Initiation of oblique detonation waves induced by a blunt wedge in stoichiometric hydrogen-air mixtures

Two-dimensional, oblique detonation waves (ODWs) in a stoichiometric hydrogen-air mixture are simulated with the reactive Euler equations using a detailed chemical reaction model. This study focuses on blunt wedge induced ODWs, which are not only influenced by inflow parameters but also the size of the blunt body. With the inflow parameters of flight altitude of 30 km and flight Mach number M₀ of 8-10, the numerical results demonstrate that the blunt wedge is crucial to initiate the ODW. In the case of M₀=10, the straight wedge without the blunt forebody can initiate the detonation. However, decreasing M₀ causes the failure of initiation, which can be compensated by increasing the radius R₀ of the blunt forebody.
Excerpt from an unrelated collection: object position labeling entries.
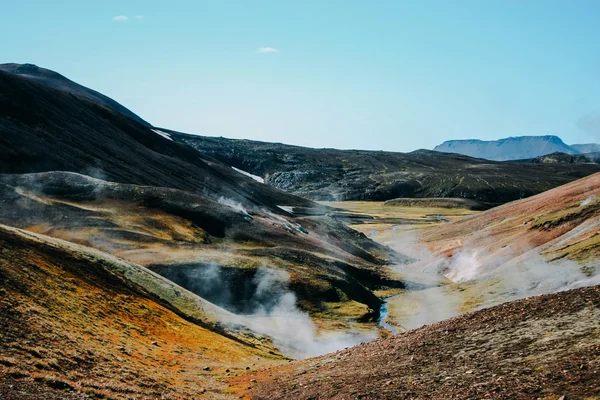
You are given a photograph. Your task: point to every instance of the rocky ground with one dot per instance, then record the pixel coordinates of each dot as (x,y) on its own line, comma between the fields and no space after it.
(546,347)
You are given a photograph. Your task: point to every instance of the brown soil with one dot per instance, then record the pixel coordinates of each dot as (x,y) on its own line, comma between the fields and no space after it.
(543,347)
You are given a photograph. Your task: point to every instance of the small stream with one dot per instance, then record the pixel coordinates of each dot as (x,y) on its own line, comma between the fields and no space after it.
(383,314)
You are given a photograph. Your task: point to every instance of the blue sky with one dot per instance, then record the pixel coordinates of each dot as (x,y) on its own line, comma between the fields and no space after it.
(389,75)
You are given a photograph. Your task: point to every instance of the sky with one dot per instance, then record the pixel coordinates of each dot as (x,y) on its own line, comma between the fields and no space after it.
(381,75)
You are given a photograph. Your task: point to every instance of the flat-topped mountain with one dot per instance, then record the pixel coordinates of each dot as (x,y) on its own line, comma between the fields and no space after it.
(512,148)
(331,174)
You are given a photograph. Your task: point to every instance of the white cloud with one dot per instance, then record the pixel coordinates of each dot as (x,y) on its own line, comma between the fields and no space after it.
(267,50)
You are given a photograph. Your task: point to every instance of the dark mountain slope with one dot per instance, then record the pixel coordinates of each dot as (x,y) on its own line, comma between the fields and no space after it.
(57,81)
(512,148)
(544,347)
(43,129)
(329,174)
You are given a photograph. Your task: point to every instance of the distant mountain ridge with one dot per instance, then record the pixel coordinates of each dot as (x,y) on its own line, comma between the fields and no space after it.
(511,148)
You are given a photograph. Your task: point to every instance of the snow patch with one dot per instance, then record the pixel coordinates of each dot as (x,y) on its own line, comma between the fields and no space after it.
(255,177)
(163,134)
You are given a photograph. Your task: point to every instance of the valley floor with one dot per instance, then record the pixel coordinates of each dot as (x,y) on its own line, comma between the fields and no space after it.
(544,347)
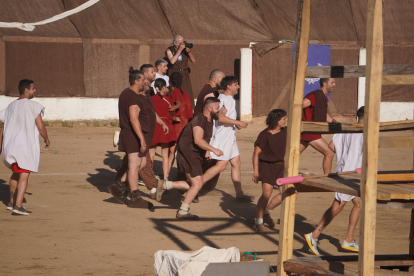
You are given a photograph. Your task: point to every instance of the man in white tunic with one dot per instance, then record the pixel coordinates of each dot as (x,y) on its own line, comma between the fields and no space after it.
(348,149)
(19,140)
(224,138)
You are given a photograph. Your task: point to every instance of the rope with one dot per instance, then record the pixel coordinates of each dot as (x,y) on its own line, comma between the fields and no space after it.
(30,26)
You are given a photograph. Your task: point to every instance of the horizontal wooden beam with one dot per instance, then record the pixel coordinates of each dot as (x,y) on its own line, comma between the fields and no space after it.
(330,128)
(396,142)
(356,71)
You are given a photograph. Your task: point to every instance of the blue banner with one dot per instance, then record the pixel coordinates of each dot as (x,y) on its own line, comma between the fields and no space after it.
(318,55)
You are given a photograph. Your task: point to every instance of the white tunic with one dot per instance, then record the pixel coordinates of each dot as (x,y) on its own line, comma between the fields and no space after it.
(158,76)
(348,148)
(224,137)
(20,135)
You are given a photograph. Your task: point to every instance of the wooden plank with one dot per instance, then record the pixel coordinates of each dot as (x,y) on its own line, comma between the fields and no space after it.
(330,128)
(356,71)
(292,155)
(396,142)
(398,80)
(395,177)
(371,137)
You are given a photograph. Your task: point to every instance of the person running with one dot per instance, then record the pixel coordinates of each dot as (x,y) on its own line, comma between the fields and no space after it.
(315,109)
(184,114)
(19,142)
(348,149)
(191,150)
(164,106)
(224,138)
(268,165)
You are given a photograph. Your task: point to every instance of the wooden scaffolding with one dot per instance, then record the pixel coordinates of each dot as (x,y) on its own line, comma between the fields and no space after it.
(364,185)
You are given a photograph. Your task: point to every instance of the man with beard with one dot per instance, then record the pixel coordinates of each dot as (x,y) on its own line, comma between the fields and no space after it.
(209,90)
(191,149)
(315,109)
(118,189)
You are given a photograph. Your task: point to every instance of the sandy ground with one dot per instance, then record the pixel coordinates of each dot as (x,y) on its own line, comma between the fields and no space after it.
(77,228)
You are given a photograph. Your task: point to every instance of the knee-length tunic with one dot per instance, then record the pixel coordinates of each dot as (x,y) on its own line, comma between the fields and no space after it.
(162,105)
(271,157)
(184,113)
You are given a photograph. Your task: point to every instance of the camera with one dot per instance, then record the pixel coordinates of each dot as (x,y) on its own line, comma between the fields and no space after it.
(188,45)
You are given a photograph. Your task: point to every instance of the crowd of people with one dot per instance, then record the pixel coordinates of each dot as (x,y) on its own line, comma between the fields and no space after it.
(156,110)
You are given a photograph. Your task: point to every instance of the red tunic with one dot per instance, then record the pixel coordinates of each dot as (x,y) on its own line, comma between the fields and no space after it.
(185,112)
(162,108)
(308,116)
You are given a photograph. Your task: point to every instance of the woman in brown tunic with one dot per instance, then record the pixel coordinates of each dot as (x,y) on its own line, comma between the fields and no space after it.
(178,56)
(269,152)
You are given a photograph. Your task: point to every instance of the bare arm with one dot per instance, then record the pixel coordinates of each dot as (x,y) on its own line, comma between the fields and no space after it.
(173,58)
(226,120)
(161,122)
(133,118)
(306,103)
(42,130)
(256,153)
(1,136)
(198,133)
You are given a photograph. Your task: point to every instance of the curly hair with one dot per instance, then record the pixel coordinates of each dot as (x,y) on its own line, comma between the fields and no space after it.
(274,117)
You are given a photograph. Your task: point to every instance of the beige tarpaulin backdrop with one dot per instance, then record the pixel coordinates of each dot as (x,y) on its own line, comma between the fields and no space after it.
(88,54)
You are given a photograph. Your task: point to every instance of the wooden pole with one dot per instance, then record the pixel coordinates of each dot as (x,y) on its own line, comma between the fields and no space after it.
(287,221)
(371,137)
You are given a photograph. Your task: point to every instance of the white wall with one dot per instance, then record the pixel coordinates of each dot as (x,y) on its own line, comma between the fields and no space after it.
(72,109)
(390,111)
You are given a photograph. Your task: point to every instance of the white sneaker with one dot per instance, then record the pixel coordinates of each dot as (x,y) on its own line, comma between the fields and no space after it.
(312,243)
(116,138)
(353,246)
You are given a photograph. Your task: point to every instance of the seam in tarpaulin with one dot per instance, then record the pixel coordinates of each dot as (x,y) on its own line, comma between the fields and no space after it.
(30,26)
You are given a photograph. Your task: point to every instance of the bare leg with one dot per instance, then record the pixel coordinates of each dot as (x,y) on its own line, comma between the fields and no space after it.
(13,187)
(21,188)
(276,200)
(329,215)
(165,162)
(134,166)
(321,146)
(353,220)
(213,171)
(264,199)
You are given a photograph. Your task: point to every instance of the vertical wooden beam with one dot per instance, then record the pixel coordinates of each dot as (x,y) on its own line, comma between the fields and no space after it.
(287,221)
(2,67)
(371,137)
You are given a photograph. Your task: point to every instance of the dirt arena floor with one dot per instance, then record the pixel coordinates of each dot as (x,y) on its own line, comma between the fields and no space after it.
(78,228)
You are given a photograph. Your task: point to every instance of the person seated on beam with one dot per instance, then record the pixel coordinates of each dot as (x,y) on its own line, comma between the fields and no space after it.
(268,164)
(348,149)
(315,109)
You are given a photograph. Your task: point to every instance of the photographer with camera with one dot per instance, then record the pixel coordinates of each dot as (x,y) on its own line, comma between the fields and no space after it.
(178,56)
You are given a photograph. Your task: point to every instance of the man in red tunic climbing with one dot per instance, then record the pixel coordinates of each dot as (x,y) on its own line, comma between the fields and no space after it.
(315,109)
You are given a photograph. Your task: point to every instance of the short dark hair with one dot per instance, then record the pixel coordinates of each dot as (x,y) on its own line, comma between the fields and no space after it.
(210,100)
(274,117)
(134,75)
(159,83)
(360,113)
(228,80)
(322,80)
(145,67)
(176,80)
(214,74)
(159,62)
(23,84)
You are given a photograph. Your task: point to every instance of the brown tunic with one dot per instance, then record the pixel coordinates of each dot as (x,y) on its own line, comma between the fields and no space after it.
(189,155)
(273,150)
(207,89)
(181,66)
(128,139)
By adjusting R₀, two initiation procedures are observed and distinguished: one is the wedge-induced initiation and the other is the blunt forebody-induced initiation. Although both have been independently studied before, in this study, their coexistence is demonstrated, and the mechanism is analyzed for the first time. A theoretical analysis based on the classic initiation theory is performed to elucidate the initiation mechanism, giving a good agreement between the critical radius with numerical results.